In the case described above, the patient is suffering from a grade IV AVM – a 6cm malformation (3 points) in the presence of deep draining vessels (1 point) that is not in the proximity of eloquent structures (0 points). Thus, surgical intervention is not indicated, and the patient should be treated conservatively instead.

Conclusion
This case exhibits a relatively uncommon grade IV AVM and demonstrates some aspects of the history, diagnosis, grading and considerations for surgical intervention. Although AVMs pose a lifelong risk of haemorrhage, surgical resection itself is not without significant danger, and should not be undertaken unless complete obliteration of the lesion is feasible.1 While each patient must be evaluated on an individual basis, simplified schema for aiding in this decision have been proposed based on characteristics of the lesion.

Acknowledgements
A special thanks to Dr Steve Sparr, a true friend of the Irish.

References

  1. Friedlander R. Arteriovenous malformations of the brain. New Engl J Med. 2007;356(26):2704-12.
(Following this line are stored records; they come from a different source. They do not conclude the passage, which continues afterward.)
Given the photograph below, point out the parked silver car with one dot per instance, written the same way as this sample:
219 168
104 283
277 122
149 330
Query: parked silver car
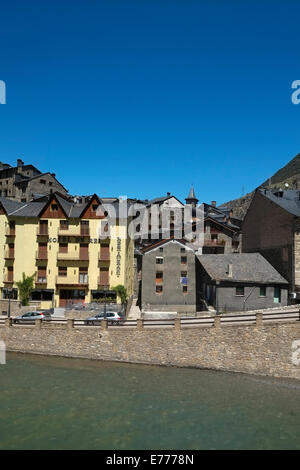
32 316
113 318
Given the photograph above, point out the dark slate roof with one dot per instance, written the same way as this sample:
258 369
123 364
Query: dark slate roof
192 194
29 209
10 205
289 200
246 267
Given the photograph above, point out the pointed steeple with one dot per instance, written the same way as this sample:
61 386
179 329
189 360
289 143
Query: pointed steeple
191 199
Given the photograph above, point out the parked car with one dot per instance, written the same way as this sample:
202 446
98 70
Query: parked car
32 316
113 318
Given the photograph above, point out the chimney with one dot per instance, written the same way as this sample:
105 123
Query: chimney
229 270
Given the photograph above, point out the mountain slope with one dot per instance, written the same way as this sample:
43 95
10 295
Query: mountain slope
287 175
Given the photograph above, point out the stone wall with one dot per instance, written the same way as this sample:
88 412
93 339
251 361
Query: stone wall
264 349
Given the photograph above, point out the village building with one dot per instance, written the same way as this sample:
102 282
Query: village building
57 238
25 182
169 277
241 281
272 228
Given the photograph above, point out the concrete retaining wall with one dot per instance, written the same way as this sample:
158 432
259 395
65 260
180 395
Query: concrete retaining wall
265 349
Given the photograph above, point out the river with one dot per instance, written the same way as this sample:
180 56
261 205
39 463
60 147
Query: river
58 403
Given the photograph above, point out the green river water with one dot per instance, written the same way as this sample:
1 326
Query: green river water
57 403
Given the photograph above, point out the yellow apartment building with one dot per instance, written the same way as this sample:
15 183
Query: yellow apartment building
57 239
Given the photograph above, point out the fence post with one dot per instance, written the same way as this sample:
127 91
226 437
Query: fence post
217 322
177 323
70 323
8 322
259 320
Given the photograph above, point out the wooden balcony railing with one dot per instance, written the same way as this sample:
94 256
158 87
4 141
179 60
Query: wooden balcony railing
42 231
104 255
74 232
10 232
9 254
103 281
81 280
41 280
41 255
214 243
73 256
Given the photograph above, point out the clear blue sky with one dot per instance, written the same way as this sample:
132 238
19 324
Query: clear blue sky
143 97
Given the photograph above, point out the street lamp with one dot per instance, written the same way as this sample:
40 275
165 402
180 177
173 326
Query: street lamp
217 296
105 291
9 295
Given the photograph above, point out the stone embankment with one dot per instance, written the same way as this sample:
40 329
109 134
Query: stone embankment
264 348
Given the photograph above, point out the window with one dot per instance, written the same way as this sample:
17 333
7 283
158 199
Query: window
240 291
277 295
63 248
64 225
6 294
62 271
262 292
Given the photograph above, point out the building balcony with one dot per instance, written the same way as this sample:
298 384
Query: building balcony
10 232
9 255
74 232
41 280
103 281
42 232
41 255
214 242
79 280
104 255
73 256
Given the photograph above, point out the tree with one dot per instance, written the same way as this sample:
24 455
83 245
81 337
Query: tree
25 287
121 292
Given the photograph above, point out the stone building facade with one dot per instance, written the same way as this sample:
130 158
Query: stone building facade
24 182
169 277
272 228
240 282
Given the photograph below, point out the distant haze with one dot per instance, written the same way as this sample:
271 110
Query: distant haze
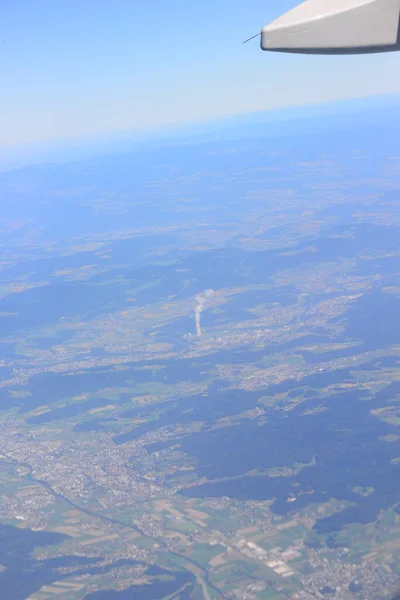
72 68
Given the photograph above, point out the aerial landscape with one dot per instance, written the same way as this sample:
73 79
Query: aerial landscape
200 351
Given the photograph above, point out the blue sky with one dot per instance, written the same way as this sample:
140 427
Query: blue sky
78 67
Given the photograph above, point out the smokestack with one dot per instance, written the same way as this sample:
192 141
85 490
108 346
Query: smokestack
201 301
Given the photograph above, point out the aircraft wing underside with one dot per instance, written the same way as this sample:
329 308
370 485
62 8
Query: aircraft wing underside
335 27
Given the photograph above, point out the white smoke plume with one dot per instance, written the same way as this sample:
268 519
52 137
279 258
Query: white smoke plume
201 301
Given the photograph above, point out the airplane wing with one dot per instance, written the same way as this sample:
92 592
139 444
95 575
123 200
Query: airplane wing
335 27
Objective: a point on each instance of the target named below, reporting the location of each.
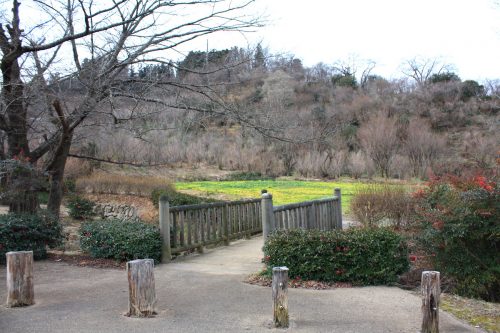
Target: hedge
(27, 232)
(120, 239)
(358, 256)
  2. Crawford P, West D, Chadwick, Shaw M. Arteriovenous malformations of the brain: natural history in unoperated patients. J Neurol Neurosurg Psychiatry. 1986;49:1-10.
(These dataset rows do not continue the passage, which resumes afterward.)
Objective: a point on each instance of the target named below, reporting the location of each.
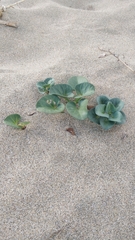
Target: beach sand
(55, 186)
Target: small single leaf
(84, 89)
(102, 99)
(62, 90)
(50, 104)
(89, 107)
(110, 108)
(106, 124)
(71, 130)
(75, 80)
(93, 117)
(100, 110)
(13, 120)
(23, 124)
(45, 85)
(78, 112)
(117, 103)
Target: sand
(55, 186)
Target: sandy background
(55, 186)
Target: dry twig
(108, 53)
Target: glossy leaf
(84, 89)
(106, 124)
(110, 108)
(100, 110)
(117, 103)
(50, 104)
(93, 117)
(75, 80)
(45, 85)
(102, 99)
(78, 112)
(62, 90)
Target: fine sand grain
(53, 185)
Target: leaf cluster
(70, 96)
(108, 112)
(73, 97)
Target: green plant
(44, 86)
(72, 94)
(108, 112)
(14, 120)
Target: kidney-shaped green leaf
(100, 110)
(50, 104)
(62, 90)
(75, 80)
(13, 120)
(93, 117)
(84, 89)
(78, 112)
(45, 85)
(110, 108)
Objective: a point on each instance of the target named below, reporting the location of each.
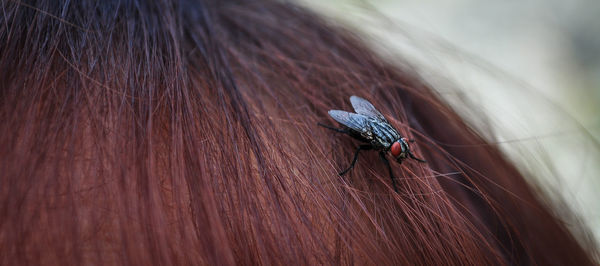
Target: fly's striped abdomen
(383, 134)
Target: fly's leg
(361, 147)
(334, 129)
(382, 155)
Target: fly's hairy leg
(387, 163)
(361, 147)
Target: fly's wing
(354, 121)
(364, 107)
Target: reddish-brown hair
(185, 132)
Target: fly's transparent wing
(351, 120)
(364, 107)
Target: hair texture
(185, 132)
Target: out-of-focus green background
(530, 71)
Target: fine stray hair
(185, 132)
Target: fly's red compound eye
(396, 149)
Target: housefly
(369, 126)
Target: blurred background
(526, 73)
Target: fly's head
(400, 149)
  3. Al-Shahi R, Warlow C. A systematic review of the frequency and prognosis of arteriovenous malformations of the brain in adults. Brain. 2001;124(10):1900-26.
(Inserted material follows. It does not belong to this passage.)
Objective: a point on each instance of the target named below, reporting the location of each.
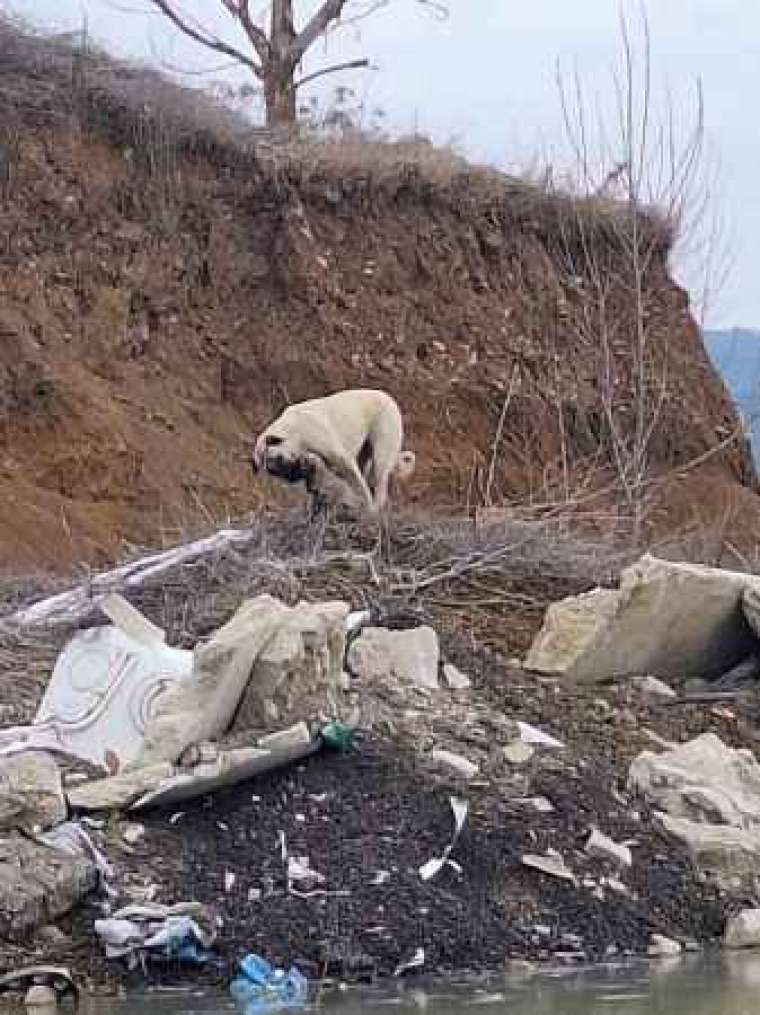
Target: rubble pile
(312, 785)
  4. Parkinson G. Arteriovenous malformations, summary of 100 consecutive supratentorial cases. J Neurosurg. 1980;53(3):285-99.
  5. Van Beijnum J, Van der Worp HB. Familial occurrence of brain arteriovenous malformations: a systematic review. J Neurol Neurosurg Psychiatry. 2007;78(11):1213.
  6. Andersen E, Petersen J et al. Conservatively treated patients with cerebral arteriovenous malformation: mental and physical outcome. J Neurol Neurosurg Psychiatry. 1988;51:1208-12.
  7. Speizler R, Martin N. A proposed grading system for arteriovenous malformations. J Neurosurg. 2009;108(1):186-93.
  8. Van Beijnum J, Van der Worp HB. Treatment of brain arteriovenous malformations. JAMA. 2011;306(18):2011-9.
  9. Ogilvy CS, Stieg PE, Awad I, Brown RD Jr, Kondziolka D, Rosenwasser R et al. Recommendations for the management of intracranial arteriovenous malformations: a statement for healthcare professionals from a special writing group of the Stroke Council, American Stroke Association. Stroke. 2001;32:1458-71.
  10. Friedman WA, Bova FJ, Mendenhall WM. Linear accelerator radiosurgery for arteriovenous malformations: the relationship of size to outcome. J Neurosurg. 1995;82:180-9.